Whoever is behind chemical warfare in Syria, there is no justification for western intervention
Lindsey German
Less than a month ago the British prime minister was demanding immediate military intervention in Syria in response to a chemical weapons attack allegedly by the Assad regime. David Cameron claimed there was 75% certainty about the provenance of the attack. The US government went further, with vice president Joe Biden claiming that they were certain this attack was the responsibility of the Syrian government.
But an article by Robert Fisk now throws doubt on those accounts. He argues that there is some evidence that the missiles that fired the chemical weapons, originally manufactured by the Soviet Union, may have found their way to the Syrian battlefield via Libya.
He also says there are questions about who was responsible for the attacks:
Grave doubts are being expressed by the UN and other international organisations in Damascus that the sarin gas missiles were fired by Assad’s army. While these international employees cannot be identified, some of them were in Damascus on 21 August and asked a series of questions to which no one has yet supplied an answer. Why, for example, would Syria wait until the UN inspectors were ensconced in Damascus on 18 August before using sarin gas little more than two days later – and only four miles from the hotel in which the UN had just checked in?
If these doubts prove to be correct, it may mean that the attack came not from the government but from a section of the opposition. In addition it demonstrates that one of the effects of the previous ‘humanitarian intervention’ that took place in 2011 in Libya has been to make it a centre for deadly weapons distribution in the Middle East.
As far as I am concerned, there can be no justification for the use of chemical weapons, whoever is behind them.

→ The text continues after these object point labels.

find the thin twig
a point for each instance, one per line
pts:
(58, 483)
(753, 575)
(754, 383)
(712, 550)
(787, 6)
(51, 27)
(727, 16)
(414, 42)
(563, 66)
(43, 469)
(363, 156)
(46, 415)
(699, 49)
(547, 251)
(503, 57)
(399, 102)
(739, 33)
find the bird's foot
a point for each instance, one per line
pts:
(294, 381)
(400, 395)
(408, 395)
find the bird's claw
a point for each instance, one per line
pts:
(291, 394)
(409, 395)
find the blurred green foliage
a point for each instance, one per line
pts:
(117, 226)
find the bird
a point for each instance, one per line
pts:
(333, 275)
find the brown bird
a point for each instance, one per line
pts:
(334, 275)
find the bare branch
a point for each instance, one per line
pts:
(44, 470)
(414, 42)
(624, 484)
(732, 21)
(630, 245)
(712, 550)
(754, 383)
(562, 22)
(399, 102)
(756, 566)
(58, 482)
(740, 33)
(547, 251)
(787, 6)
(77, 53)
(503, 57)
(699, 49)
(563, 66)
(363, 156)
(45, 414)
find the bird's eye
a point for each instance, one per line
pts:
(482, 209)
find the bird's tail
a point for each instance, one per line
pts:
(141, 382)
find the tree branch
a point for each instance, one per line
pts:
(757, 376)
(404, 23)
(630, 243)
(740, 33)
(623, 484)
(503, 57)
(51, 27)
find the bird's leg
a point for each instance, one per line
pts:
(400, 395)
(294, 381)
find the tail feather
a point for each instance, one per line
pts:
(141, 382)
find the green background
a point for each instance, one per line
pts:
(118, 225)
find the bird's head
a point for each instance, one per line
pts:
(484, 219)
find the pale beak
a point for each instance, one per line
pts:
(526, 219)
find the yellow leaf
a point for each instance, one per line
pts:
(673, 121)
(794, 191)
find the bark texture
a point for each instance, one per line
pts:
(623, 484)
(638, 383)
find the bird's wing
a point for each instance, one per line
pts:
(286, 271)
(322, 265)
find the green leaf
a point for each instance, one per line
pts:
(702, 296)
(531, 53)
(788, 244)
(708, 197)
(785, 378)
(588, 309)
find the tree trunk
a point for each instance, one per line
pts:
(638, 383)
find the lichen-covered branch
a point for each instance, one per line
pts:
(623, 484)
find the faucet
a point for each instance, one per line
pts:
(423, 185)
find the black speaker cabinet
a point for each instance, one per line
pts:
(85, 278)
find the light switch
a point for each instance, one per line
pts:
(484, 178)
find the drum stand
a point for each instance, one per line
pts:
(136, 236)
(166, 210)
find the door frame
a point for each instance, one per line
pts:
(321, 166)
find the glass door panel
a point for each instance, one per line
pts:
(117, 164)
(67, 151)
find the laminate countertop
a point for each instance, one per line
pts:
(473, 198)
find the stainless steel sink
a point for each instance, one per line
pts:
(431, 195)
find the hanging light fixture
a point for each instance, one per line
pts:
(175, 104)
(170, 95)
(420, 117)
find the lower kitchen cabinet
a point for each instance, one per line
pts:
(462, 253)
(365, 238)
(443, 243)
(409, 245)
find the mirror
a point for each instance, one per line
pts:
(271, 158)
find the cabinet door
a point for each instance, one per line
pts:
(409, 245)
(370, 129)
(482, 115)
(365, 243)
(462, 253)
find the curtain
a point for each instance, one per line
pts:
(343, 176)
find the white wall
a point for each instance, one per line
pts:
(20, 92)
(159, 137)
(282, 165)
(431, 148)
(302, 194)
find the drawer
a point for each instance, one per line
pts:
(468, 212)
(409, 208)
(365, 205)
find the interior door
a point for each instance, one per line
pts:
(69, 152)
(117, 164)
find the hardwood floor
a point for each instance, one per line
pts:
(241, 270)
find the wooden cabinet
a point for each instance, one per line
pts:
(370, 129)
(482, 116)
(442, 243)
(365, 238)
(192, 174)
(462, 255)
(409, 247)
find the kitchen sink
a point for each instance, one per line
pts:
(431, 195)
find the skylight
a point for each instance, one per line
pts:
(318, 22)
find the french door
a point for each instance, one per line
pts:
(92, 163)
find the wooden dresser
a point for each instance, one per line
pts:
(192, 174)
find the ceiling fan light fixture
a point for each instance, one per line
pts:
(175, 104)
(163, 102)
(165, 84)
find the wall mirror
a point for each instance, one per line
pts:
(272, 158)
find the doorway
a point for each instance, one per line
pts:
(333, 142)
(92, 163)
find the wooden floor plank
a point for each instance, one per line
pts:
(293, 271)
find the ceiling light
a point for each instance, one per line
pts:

Nor can there be any justification for their manufacture and sale. But we should remember that this attack was used as the pretext to justify war on a potentially devastating scale.
When David Cameron recalled MPs just days before they were due back anyway, he expected to be able to force through backing for the then-imminent attack with ease. Had parliament voted for war, then we would have already seen an attack by cruise missiles, described as a ‘punishment attack’ but in reality planned as something considerably more substantial. We would have seen a fourth major western intervention in the Middle East and south Asia within 12 years.
It is impossible to know exactly what the outcome would now be, but we can assess from previous experience that such an attack would have led to high levels of casualties, a growth in the already terrible refugee problem, and a much greater instability within the whole region. In fact, the threat of attack was in itself enough to exacerbate the refugee crisis.
That would have been bad enough. That’s why I opposed, and still oppose, such a strike, regardless of who was to blame. But for a military intervention to have happened as revenge for an attack which did not come from the Syrian government would have been even more shocking. It would have been a shameful episode on a par with the Iraq invasion over weapons of mass destruction.
This underlines the importance of that vote. The vote in the British parliament against a military intervention in Syria was historic in its own right. It had a profound effect on international politics, forcing the US and Obama to agree to delay the attack and go for a vote in Congress, and leading eventually to an agreement to put Syria’s chemical weapons under international control. It transformed the situation from an imminent threat of intervention to one where that option is for the time being off the table.
The vote and the abandonment of a military option was a victory for the anti-war movement and for public opinion generally, which is strongly against western intervention following the experience of the past 12 years. It also shows a degree of scepticism about the claims of governments who argue with certainty about the possession of deadly weapons and use this as an excuse for going to war.
More widely, it is clear that the war on terror isn’t working. The terrible events of the past few days in Nairobi demonstrate that. Missing from most of the analysis is much mention of Kenya’s role as the lead African country involved in fighting in neighbouring Somalia, a country which has seen repeated interventions over the past 15 years in the name of ending terrorism.
In 2001, Afghanistan was seen as centre of the ‘terror threat’. Now terrorism is on the increase in the Middle East and North Africa. Much of its origins are connected with opposition to the occupation of Afghanistan and Iraq, the oppression of the Palestinians, and the repression of political opposition across the region.
If this is success, what would failure look like?